Comment by lmeyerov
7 days ago
For graphistry at least, I care less about the surface syntax (async/await) and more about getting gpu-side work stealing, dynamic task scheduling, etc. Our code is written at such a much higher level that these are primitives needed by our runtime, not most of our developers & users. Imagine SQL, cypher, etc on GPUs and our implementations of those being able to use the gpu-side libraries when coordinating 1M+ threads.

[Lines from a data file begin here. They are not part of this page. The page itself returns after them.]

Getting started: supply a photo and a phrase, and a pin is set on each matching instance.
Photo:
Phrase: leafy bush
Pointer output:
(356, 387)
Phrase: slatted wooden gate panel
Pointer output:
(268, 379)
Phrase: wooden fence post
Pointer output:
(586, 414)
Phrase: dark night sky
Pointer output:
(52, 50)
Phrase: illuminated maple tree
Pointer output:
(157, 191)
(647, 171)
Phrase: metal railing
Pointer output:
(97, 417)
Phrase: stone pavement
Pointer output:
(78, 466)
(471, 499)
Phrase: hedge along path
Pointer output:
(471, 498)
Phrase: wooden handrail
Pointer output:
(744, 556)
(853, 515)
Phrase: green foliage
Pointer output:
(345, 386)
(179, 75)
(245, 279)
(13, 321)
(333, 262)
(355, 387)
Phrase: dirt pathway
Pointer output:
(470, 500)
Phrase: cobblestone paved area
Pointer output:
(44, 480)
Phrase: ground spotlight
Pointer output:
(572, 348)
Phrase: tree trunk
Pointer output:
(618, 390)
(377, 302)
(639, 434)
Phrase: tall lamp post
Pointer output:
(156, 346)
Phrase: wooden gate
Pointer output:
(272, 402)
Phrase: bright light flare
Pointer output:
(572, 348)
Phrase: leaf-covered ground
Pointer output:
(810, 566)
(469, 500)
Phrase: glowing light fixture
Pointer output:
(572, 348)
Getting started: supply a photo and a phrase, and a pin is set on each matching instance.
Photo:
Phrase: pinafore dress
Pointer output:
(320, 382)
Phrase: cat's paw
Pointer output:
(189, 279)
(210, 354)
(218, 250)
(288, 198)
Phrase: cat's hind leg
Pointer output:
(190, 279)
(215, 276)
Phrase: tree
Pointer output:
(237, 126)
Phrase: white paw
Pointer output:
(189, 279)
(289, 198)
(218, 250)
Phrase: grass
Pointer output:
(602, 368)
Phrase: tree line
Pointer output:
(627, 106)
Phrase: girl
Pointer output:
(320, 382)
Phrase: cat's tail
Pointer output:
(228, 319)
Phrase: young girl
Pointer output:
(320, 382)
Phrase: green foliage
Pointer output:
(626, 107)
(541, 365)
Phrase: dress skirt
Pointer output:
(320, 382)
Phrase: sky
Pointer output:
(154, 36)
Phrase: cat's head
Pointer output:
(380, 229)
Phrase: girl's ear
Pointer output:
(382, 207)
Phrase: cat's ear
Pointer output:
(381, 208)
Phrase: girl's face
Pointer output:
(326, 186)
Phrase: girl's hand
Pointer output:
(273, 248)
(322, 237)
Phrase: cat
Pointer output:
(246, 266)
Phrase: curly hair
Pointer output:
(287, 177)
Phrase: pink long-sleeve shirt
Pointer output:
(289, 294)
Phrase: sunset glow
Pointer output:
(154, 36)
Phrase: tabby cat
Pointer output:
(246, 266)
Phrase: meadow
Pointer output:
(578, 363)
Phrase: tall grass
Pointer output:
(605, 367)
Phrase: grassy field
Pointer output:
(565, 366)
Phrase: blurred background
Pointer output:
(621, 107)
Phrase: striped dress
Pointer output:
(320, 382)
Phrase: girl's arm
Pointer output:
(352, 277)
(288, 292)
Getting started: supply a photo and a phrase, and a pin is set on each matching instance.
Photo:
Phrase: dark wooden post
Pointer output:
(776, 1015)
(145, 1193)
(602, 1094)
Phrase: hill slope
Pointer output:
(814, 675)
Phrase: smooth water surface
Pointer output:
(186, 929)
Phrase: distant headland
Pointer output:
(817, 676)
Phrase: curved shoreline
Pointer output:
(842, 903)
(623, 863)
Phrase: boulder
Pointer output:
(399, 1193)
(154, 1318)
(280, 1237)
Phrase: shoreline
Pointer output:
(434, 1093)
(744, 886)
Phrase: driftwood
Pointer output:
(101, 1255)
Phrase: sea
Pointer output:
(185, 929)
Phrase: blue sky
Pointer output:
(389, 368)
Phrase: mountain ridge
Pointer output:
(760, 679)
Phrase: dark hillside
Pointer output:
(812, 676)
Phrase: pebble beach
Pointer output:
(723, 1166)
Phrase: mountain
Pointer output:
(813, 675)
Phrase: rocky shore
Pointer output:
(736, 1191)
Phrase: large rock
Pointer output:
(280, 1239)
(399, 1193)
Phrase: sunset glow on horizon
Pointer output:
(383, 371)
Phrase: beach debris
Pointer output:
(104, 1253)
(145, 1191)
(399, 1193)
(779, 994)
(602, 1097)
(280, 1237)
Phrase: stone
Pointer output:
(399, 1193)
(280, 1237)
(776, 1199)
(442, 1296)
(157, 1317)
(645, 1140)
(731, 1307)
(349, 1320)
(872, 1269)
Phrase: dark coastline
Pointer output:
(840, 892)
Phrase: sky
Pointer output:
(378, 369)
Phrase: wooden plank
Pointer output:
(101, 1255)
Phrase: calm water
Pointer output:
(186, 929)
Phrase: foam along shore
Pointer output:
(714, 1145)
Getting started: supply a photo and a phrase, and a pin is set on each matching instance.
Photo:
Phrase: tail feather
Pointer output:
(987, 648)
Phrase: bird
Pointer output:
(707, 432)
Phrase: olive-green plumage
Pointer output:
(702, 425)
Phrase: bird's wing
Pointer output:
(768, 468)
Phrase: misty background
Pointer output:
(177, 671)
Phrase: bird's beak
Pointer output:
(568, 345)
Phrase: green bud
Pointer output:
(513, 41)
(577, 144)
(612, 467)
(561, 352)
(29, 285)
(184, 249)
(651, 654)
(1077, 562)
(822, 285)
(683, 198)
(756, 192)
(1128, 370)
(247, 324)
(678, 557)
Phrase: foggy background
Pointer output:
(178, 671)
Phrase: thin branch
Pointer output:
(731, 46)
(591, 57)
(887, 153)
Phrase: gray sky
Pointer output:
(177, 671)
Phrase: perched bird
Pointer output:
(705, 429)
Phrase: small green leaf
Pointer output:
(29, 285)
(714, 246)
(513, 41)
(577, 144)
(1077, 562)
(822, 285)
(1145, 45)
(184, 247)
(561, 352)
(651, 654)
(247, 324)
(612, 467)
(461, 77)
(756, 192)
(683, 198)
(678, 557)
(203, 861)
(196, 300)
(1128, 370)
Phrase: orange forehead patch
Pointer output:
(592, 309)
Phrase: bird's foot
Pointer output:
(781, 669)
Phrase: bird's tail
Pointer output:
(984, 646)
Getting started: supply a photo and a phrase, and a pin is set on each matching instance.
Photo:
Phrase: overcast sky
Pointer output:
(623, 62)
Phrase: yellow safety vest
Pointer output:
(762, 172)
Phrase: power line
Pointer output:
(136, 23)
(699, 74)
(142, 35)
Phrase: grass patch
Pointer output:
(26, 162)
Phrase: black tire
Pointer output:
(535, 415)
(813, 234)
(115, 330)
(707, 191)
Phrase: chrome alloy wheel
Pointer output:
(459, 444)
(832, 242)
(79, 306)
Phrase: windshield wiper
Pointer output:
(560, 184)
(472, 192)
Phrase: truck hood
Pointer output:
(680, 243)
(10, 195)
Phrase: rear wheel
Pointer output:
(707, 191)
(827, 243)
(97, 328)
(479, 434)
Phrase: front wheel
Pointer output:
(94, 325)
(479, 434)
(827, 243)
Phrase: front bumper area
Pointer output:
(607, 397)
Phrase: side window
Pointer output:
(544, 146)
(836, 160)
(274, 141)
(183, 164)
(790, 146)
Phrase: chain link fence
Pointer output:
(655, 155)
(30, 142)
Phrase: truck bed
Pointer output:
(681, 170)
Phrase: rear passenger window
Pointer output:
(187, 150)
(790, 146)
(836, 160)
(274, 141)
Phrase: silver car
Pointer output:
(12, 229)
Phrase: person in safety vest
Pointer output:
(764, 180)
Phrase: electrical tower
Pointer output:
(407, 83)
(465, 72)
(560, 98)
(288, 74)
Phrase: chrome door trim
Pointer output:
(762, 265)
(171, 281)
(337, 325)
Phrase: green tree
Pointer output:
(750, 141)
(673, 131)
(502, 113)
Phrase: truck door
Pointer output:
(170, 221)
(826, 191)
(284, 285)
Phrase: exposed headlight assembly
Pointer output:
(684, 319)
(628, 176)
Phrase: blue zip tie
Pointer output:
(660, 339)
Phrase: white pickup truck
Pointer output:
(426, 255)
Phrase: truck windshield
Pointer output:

Is it the performance benefits? Or being able to write concurrent code much more expressively? Though I suppose the latter might imply the former.
Performance.
Our code looks like pure pandas (fancier SQL) wrapped as HTTP service (arrow instead of json), so the expressivity is more of a step backwards. We already did the work of turning awkward irregular code into relational pipelines that GPUs love.
Our problems are:
- Multi-tenancy. Our users get to time share GPUs, so when getting many GPU tasks big & small, we want them co-scheduled across the many GPUs & their many cores. GPUs are already more cost effective per Watt than CPUs, but we think we can 2x+ here, which is significant.
- Constant overheads. One job can be deep, with many operations, so round-tripping each step of the control plane, think each SQL subexpression, CPU<>GPU is silly and adds up. Small jobs are dominated by embarrassing overheads that are precluding certain use cases. We are thinking of doing CPU hot paths to avoid this, but rather just fix the GPU path.